It’s hard to set absolute rules about, “Feature X should absolutely never be used.”
However, there are some features that set off alarm bells when I see them. Usually, when I start asking more questions about when we’re using those particular features, I get answers of, “Oh, I didn’t know that was a problem.” As we have a bigger discussion, it leads to the piece of code failing the code review, and going back to the drawing board for improvements.
- Joining to table-valued user-defined functions: if it’s a multi-statement function, its underlying work doesn’t show up in execution plans, and it’s single-threaded, running one row at a time. I’ll pop open the plan to just double-check if it’s multi-statement or inline, and heaven forbid it calls another function.

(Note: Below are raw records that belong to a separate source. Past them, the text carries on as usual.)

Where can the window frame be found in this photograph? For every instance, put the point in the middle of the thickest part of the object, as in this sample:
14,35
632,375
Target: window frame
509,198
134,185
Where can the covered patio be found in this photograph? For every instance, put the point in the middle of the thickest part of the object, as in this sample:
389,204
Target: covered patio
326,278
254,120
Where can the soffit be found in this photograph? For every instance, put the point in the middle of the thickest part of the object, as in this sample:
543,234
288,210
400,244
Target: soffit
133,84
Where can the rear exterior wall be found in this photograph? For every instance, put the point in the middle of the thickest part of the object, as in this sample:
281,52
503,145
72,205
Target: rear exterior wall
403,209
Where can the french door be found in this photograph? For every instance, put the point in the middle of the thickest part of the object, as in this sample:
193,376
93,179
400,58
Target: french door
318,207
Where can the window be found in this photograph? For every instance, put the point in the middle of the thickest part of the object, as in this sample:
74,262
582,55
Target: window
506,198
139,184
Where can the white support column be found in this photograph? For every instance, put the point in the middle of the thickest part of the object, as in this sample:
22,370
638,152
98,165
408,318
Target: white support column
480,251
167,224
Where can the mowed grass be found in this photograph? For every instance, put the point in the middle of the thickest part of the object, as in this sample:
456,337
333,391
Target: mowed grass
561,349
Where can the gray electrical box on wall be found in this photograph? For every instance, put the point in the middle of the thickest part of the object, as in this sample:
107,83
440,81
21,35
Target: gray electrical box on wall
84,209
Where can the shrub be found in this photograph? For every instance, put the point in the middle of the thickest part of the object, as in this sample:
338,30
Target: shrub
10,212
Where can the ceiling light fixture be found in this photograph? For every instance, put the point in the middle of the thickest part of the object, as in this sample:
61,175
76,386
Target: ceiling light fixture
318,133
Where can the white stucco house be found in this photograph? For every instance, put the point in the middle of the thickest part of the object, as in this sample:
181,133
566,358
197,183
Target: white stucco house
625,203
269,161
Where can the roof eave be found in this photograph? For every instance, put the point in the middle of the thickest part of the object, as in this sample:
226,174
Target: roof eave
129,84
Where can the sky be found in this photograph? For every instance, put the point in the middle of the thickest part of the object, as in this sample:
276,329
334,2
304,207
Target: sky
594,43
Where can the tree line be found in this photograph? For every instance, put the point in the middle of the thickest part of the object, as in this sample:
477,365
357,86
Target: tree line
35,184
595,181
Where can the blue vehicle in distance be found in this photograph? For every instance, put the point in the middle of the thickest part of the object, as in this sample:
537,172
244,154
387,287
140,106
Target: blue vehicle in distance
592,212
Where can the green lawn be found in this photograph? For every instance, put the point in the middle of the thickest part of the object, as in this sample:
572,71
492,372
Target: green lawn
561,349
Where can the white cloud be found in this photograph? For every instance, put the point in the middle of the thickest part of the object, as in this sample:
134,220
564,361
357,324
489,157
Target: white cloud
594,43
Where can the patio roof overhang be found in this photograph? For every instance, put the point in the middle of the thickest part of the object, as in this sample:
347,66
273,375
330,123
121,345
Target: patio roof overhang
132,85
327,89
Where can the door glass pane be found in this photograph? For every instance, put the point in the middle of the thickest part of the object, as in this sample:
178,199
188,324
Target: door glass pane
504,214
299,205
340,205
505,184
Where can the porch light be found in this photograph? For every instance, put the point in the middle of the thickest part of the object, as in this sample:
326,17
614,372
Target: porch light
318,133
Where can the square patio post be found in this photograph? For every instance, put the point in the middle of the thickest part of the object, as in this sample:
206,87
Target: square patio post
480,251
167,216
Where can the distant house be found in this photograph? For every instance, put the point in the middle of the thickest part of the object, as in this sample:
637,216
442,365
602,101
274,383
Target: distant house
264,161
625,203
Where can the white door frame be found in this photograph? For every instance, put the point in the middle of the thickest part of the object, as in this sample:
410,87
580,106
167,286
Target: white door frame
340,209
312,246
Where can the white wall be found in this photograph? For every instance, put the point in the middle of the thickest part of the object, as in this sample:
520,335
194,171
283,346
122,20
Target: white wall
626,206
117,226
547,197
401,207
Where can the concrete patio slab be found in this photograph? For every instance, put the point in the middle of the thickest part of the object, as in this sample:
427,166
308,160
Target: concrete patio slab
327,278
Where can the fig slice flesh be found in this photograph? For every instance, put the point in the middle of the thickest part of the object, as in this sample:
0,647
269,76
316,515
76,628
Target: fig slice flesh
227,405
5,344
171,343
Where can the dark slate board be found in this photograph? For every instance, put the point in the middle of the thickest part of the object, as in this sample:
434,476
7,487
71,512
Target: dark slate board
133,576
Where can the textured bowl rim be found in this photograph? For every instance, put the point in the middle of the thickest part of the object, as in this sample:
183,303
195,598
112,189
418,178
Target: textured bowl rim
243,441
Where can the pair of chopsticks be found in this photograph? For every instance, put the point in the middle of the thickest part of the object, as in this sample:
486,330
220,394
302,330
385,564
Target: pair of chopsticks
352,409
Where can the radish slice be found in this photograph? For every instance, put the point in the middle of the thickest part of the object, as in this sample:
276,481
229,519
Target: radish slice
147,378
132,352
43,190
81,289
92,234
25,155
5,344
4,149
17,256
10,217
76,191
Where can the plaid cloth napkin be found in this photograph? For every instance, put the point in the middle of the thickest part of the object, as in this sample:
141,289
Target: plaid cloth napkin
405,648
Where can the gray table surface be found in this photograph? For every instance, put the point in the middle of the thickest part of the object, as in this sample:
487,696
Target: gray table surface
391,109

- Joining to table variables: even with 2019’s improved row estimations, table variables still don’t get statistics on their contents, and inserting data into them is still single-threaded. There are a few edge case uses that we discuss in Fundamentals of TempDB, especially around reducing recompilations, but generally when I see table variables in code, it’s because someone didn’t know about their weaknesses. (The weaknesses of table variables, I mean, not their own weaknesses. Although now that you say it that way…)
- CROSS JOIN: sure, there are legitimate reasons why you might want every row from a table with no filtering whatsoever, but it’s fairly unusual. These two words set off an alarm bell that make me look more closely.
- Multiple joins to the same CTE: CTEs can be fine, although a temp table is often a better fit. The thing that raises flags during a code review is seeing the same CTE referred to multiple times, like FROM cte JOIN cte JOIN cte, each with a different alias. That CTE will show up multiple times in the execution plan, hitting the underlying tables repeatedly.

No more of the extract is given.